We suggest any of the following: camping supplies; cash if you plan to eat at a vendor's booth; something to sit on; any dogs -- including stray dogs -- you might have around; a rain coat; mannequin parts; drinking water; coffee tables or other living room furniture; a hammock; toilet paper; hand sanitizer.
What shouldn't I bring?
Glass bottles or glowsticks; co-workers.
What should I wear?
Trapper Creek has a generally hippie/raver festival aesthetic but with more of an influence from children's cartoons and animal mascots. So bust out your patchwork harem pants, belly dancing accessories and Barney costume and you should be all set. Trending this year: animal tails and old blankets worn as capes.
What amenities are available?
Trapper Creek is host to more elaborately decorated and creatively constructed outhouses than any other 40 acres you'll find; some of them are made from trees off the property.
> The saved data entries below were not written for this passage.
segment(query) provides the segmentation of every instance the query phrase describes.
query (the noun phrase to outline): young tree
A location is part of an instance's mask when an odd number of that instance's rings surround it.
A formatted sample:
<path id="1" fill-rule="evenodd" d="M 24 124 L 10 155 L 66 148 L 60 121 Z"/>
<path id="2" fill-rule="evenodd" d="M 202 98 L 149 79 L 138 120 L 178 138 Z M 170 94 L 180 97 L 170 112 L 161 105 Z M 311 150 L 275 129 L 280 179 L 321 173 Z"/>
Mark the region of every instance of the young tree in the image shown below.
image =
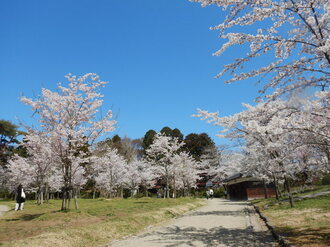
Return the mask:
<path id="1" fill-rule="evenodd" d="M 58 91 L 42 89 L 42 96 L 35 100 L 22 97 L 38 116 L 40 132 L 49 138 L 53 157 L 62 172 L 62 210 L 69 209 L 74 195 L 74 185 L 80 180 L 80 164 L 88 162 L 84 151 L 102 134 L 114 130 L 115 121 L 108 111 L 103 118 L 97 112 L 102 105 L 103 95 L 99 92 L 106 82 L 96 74 L 81 77 L 66 76 L 68 87 L 58 85 Z M 89 147 L 87 148 L 89 149 Z M 75 203 L 77 208 L 77 203 Z"/>
<path id="2" fill-rule="evenodd" d="M 260 92 L 275 88 L 270 91 L 272 97 L 307 86 L 329 86 L 328 0 L 190 1 L 203 6 L 214 4 L 226 11 L 223 22 L 212 28 L 220 31 L 221 38 L 228 39 L 215 56 L 236 45 L 246 50 L 242 57 L 225 65 L 217 77 L 231 74 L 227 83 L 247 78 L 265 80 Z M 264 65 L 245 69 L 258 58 L 263 58 Z"/>

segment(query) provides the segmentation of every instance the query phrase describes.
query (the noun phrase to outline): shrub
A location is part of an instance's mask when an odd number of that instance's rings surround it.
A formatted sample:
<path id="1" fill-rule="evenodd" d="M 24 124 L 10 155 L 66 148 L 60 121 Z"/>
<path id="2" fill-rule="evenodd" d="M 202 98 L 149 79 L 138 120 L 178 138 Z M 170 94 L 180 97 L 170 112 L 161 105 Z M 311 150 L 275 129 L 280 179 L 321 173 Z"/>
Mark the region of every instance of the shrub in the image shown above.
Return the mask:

They are maintained by a stalwart force of volunteers and supplied with toilet paper and hand sanitizer.
As for showers, there are some available at the Trapper Creek Inn down the road but if you're going that route you risk missing an essential part of the Trapper Creek experience, which is getting really dirty. The dirt of the road that encircles Trapper Creek is as sugary soft as sand on a Florida beach, and a significant volume of dust is kicked up every time someone walks along the road, which is always. The constantly churning dust coats everything: hair, clothes, car, the inside of your nose. Dust is the great social equalizer of the festival, the element binding everything together. It's probably not great for asthmatics, however (you may want to find a camping spot in the woods if that's your situation).
Should I bring a child to Trapper Creek Bluegrass Festival?
There are usually some children at Trapper Creek, and there is a somewhat sheltered camping area reserved for families. However, the answer probably depends on how you feel about your child being in the same general area as loose dogs, derelict cars and boats and hundreds of adults who are drunk and/or tripping balls.
Will I enjoy Trapper Creek if I'm sober?
Perhaps you're that rare kind of person who has a good time while sober and surrounded by friends and strangers who are partying. You find it delightful and entertaining when someone randomly whips out a howling rendition of Tracy Chapman's "Fast Car" at 5 a.m. by your tent, or includes you as a prop in their impromptu poi performance. However, if sober you finds this kind of behavior intensely irritating, the answer is: maybe for a few hours or an afternoon. Probably not much longer than overnight.
Trapper Creek Bluegrass Festival
Event is one weekend in May and August each summer: the next festival is Aug. 21-23, 2015.